Tuesday, August 27, 2013: Recently, Mercom Capital Group came out with its latest quarterly reports saying that anti-dumping cases, local content requirements along with cost-dominated tendering processes are restricting India’s solar energy growth.
Several state governments have commissioned gigawatt-scale tenders, however, in L1 bidding processes, potential suppliers are supposed to match the lowest bid and so, to fulfill this task the suppliers have compromised on quality. This has also resulted in discouraging investors.
The original rate fixed at US$0.09 per kWh during Tamil Nadu’s 1GW tender in December, 2012 had to be revised to US$0.11 per kWh for the reason that earlier price was unviable. Financial institutions informed Mercom that even this higher rate failed to attract investors’ interest.
Moreover, it stated that anti-dumping measures have ‘paralysed’ the sector and though some developers are happy to make use of local products, lack of enough warranties is posing a problem to it.
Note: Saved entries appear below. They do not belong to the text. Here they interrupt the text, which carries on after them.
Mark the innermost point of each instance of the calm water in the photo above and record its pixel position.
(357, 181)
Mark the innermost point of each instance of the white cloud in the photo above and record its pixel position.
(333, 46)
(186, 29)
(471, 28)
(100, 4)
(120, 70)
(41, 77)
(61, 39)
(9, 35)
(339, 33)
In addition to it, the electricity regulators have failed to enforce renewable obligations, which is also slackening the growth of solar.
However, Mercom is hopeful that more boards will follow the path of Maharashtra’s Electricity Regulatory Commission (MERC), which has set an example by announcing fines for energy producers, who are unable to meet renewable obligations.
Hence, India is considering to make an investment of US$7.9 Billion in its electricity grid with a views to bring more solar online. Recently, an effort to decrease the rate paid for solar electricity in Gujarat was disapproved by the state’s electricity commission.